An entirely separate study to the Worcester investigation, but somewhat similar in its methodology, is that of Masten, Miliotis, Graham-Bermann, Ramirez, and Neemann (1993). They interviewed 159 homeless children ages 8 to 17 years who were living in a large emergency shelter in Minneapolis during the summer of 1989 and compared them to 62 low-income children of similar age living in permanent housing. The CBCL and CDI were their principal outcome measures. On the internalizing CBCL score, homeless children scored 52.2 on average compared to 49.4 percent for the housed group. Twenty-seven percent of homeless youths had T-scores of 60 and higher (borderline clinical range and above) compared to 17 percent of housed youths and 16 percent in the general population based on the tests normative data. On the externalizing dimension, homeless youths had scores that averaged 56.0 (40% had a T-score of 60 or higher) versus 53.4 for housed youths (with 30% having a T-score of 60 or higher). For homeless youths, these internalizing scores are lower than those reported by Buckner et al. (1999) in the Worcester study but about the same for externalizing scores. Controlling for other explanatory variables, Masten et al. (1993) did not find that housing status was a significant predictor of either internalizing or externalizing CBCL scores. Scores on the CDI were equivalent between the two groups and of similar magnitude in severity (mild to moderate) to what was found by Buckner et al. (1999) in the Worcester study.

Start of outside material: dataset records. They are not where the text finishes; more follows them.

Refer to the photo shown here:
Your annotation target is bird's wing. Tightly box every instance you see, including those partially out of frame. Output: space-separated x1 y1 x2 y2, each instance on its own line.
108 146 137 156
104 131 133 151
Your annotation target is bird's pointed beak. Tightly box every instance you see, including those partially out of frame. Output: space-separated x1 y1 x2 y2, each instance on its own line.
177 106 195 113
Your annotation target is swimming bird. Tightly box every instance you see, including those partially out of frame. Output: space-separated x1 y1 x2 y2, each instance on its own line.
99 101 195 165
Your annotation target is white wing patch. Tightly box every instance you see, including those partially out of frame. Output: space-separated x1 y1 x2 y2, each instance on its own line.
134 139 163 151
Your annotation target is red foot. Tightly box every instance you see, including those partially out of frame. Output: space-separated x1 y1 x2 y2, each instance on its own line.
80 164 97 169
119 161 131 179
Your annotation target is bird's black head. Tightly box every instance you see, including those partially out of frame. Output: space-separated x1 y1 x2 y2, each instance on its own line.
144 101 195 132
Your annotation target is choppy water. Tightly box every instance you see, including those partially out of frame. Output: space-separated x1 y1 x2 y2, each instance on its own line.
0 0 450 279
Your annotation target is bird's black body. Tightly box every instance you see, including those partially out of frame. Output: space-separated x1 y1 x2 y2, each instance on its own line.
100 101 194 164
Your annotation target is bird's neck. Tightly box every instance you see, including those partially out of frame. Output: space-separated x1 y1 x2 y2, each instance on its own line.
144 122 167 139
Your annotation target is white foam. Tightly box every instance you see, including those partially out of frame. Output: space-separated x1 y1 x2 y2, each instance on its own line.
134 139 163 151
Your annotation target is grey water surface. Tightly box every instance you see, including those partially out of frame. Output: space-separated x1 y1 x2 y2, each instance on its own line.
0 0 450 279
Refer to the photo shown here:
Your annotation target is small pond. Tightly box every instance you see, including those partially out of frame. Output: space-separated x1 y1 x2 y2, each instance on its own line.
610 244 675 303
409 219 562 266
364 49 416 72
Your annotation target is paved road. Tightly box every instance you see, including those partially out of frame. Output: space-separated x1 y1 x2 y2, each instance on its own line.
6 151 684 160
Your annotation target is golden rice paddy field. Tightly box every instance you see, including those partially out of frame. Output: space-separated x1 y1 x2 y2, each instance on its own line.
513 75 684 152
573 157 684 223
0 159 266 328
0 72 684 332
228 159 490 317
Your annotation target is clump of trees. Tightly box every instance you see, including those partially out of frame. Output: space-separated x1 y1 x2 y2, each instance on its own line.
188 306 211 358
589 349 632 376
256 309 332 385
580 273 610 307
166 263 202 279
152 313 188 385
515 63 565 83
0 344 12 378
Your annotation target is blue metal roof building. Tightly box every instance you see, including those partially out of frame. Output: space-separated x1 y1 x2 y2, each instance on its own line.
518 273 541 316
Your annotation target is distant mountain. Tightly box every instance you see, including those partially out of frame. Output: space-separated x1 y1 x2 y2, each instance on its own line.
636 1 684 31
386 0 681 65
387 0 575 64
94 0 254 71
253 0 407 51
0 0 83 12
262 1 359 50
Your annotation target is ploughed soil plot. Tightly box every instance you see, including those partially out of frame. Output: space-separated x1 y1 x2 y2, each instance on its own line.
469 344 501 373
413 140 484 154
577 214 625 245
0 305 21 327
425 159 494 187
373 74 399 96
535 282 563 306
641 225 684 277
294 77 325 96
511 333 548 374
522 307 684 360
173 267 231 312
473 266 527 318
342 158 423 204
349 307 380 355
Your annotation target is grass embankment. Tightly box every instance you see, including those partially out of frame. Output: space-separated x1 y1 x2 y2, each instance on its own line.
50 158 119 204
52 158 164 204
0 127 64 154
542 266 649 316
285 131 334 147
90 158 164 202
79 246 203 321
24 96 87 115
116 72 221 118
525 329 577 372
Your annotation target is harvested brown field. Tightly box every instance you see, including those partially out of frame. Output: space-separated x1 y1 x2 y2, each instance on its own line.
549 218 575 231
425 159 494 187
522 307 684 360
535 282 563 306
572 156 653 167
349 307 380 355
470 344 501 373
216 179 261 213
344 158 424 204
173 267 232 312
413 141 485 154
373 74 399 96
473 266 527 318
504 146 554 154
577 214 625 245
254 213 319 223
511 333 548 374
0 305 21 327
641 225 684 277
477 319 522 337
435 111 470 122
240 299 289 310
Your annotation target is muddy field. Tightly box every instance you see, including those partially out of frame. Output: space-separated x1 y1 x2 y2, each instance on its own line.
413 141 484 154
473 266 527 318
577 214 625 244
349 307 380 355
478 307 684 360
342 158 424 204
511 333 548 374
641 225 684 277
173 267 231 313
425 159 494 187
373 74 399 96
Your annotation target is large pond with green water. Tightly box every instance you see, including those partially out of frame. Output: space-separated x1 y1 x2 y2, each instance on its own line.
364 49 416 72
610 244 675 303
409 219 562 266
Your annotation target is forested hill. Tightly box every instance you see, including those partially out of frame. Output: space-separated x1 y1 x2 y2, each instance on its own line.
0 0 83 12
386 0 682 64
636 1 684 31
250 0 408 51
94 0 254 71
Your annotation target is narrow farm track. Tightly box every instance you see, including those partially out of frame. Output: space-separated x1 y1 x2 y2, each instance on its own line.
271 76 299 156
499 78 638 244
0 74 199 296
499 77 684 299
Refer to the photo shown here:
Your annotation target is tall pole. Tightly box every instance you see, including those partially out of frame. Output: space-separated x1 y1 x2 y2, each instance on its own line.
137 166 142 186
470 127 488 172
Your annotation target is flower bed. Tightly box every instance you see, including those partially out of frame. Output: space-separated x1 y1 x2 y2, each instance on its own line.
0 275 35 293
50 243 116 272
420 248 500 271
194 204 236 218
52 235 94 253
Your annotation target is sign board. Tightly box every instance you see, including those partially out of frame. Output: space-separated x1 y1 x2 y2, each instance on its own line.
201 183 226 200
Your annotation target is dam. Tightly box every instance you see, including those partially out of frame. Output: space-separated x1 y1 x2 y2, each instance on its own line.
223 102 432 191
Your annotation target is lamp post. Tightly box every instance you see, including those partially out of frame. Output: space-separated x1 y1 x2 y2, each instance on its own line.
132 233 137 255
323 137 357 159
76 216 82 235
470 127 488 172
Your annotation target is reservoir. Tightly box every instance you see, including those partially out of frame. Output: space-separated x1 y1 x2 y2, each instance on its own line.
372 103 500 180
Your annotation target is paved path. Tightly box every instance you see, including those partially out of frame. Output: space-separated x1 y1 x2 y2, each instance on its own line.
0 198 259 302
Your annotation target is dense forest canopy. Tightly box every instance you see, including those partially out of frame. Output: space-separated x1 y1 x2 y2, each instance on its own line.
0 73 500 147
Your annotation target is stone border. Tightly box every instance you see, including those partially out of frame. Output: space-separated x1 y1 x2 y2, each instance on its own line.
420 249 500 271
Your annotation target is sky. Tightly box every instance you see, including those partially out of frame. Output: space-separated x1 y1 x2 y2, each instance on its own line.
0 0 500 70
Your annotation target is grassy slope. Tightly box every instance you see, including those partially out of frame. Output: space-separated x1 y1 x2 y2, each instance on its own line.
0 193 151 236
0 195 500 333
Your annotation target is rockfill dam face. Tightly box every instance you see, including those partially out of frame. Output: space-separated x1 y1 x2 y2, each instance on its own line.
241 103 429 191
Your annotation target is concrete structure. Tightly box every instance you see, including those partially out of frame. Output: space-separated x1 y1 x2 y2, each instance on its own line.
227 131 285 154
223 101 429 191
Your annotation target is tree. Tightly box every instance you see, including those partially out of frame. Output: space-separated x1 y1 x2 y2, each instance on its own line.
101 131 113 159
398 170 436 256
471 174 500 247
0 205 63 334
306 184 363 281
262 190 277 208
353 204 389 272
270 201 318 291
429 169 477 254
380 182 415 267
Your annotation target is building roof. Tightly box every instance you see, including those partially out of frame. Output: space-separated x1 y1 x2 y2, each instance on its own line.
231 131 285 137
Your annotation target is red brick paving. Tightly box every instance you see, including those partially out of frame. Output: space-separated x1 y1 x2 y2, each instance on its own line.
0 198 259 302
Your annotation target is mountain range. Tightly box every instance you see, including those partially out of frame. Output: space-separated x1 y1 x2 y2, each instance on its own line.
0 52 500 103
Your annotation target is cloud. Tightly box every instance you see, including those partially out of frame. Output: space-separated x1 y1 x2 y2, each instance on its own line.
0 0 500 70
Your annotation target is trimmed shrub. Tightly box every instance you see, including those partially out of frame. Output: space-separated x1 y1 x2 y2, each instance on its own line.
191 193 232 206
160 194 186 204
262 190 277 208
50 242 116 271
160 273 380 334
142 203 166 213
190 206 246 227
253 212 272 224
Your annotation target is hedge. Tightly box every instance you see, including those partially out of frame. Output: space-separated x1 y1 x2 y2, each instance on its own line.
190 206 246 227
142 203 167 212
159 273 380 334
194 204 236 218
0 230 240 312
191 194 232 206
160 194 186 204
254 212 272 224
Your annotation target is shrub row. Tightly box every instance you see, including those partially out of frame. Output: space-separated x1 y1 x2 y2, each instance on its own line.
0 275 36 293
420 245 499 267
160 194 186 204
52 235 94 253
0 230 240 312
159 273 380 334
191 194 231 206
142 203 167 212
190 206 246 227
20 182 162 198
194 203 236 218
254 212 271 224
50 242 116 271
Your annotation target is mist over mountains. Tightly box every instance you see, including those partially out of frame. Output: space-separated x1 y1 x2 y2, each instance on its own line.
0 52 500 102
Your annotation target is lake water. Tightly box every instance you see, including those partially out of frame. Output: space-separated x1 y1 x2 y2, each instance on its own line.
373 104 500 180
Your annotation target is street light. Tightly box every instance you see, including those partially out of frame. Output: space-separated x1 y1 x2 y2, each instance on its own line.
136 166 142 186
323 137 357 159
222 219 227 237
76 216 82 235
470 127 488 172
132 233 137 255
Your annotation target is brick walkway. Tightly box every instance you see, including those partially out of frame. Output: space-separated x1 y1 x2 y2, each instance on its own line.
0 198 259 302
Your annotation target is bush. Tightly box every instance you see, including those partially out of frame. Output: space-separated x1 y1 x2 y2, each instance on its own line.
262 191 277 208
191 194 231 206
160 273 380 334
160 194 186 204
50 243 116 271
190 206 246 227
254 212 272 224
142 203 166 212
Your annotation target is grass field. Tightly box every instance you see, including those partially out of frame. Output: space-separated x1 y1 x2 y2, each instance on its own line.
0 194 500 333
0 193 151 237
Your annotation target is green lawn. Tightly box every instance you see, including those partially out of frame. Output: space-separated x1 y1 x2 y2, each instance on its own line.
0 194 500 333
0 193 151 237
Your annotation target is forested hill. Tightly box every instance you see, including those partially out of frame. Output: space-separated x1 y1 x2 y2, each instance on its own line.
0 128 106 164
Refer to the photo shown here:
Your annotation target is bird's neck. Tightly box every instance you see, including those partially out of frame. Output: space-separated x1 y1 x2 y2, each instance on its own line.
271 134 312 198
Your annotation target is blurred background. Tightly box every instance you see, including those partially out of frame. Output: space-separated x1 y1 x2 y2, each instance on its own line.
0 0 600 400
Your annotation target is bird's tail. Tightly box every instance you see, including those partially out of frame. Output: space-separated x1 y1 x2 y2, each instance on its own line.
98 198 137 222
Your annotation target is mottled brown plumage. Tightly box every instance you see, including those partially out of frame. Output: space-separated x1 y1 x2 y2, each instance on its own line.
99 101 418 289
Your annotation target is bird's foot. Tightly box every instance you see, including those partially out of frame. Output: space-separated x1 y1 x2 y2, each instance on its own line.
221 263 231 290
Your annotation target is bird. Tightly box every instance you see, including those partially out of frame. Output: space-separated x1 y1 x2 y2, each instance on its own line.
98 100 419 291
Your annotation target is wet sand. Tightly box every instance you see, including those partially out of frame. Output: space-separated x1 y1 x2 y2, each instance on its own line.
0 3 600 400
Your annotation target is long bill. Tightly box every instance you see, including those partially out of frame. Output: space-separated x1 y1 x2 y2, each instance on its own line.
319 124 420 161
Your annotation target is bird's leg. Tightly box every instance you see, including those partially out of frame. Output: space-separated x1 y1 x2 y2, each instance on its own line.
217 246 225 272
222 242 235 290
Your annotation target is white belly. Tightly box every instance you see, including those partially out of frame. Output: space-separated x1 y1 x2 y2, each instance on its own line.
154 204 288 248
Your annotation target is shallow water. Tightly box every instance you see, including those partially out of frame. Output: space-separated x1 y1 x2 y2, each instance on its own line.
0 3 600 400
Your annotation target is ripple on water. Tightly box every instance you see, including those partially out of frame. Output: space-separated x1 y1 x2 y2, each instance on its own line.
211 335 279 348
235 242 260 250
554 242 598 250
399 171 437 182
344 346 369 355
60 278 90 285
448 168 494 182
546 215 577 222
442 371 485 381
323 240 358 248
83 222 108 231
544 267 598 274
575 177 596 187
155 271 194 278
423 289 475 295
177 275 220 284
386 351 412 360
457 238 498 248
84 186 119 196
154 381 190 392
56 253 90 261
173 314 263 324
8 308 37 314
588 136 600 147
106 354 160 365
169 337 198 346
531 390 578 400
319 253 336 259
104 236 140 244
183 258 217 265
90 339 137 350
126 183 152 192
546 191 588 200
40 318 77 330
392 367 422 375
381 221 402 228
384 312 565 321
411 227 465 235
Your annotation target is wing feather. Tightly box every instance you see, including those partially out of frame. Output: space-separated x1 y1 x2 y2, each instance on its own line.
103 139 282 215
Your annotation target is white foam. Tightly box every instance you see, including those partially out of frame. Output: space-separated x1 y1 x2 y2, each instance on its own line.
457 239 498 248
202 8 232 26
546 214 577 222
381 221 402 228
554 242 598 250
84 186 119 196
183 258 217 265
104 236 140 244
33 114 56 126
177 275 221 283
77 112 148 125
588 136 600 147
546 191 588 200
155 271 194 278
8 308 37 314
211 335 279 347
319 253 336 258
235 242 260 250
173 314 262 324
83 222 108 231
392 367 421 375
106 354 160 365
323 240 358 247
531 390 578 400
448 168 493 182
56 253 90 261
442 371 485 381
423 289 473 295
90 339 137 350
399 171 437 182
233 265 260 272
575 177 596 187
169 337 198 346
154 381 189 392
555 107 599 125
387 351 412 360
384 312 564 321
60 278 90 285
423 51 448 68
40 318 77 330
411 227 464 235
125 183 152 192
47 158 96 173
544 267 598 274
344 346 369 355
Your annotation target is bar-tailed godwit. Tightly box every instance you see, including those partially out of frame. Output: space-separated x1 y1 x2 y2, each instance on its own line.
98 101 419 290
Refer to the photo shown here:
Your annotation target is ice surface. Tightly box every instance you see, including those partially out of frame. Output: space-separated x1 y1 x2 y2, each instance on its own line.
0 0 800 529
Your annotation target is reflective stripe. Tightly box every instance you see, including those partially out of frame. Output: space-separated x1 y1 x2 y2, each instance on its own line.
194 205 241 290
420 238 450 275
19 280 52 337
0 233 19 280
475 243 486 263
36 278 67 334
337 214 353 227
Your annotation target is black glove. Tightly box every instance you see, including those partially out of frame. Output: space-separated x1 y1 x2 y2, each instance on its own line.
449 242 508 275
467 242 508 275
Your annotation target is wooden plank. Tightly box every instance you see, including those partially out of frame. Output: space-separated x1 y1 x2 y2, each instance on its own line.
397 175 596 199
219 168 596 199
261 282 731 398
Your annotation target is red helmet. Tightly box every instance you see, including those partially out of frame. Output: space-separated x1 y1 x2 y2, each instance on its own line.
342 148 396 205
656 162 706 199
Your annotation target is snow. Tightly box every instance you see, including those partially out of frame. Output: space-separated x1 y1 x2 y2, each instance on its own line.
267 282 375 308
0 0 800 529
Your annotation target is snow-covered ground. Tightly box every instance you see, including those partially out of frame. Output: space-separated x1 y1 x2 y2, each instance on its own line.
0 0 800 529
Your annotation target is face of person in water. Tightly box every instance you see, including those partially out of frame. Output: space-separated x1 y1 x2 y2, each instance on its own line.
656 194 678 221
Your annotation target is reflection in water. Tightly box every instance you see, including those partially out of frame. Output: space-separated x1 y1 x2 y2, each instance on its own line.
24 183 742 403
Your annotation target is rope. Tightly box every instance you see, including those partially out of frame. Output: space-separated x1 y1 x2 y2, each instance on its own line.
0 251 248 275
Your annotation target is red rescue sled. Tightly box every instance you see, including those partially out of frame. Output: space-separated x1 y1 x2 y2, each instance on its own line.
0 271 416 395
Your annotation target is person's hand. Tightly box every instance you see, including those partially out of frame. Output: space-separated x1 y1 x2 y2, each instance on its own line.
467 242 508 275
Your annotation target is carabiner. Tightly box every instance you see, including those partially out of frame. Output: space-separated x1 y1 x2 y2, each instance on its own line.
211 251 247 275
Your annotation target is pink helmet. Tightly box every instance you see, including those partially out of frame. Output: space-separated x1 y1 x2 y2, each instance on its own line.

In summarizing their findings with an eye toward the bigger picture, Masten et al. (1993) described a “continuum of risk.” By this they meant that behavior problems seemed to be more severe according to how much “risk” children had experienced. Based on indices of adversity such as stressful life events, homeless children in the Minneapolis study had the most risk, followed by low-income housed children who, in turn, looked worse off than children from more advantaged backgrounds. This continuum-of-risk concept is an appropriate summary of the Worcester study’s findings, with both homeless preschool and school-age children experiencing the most adversity and having more problem behaviors.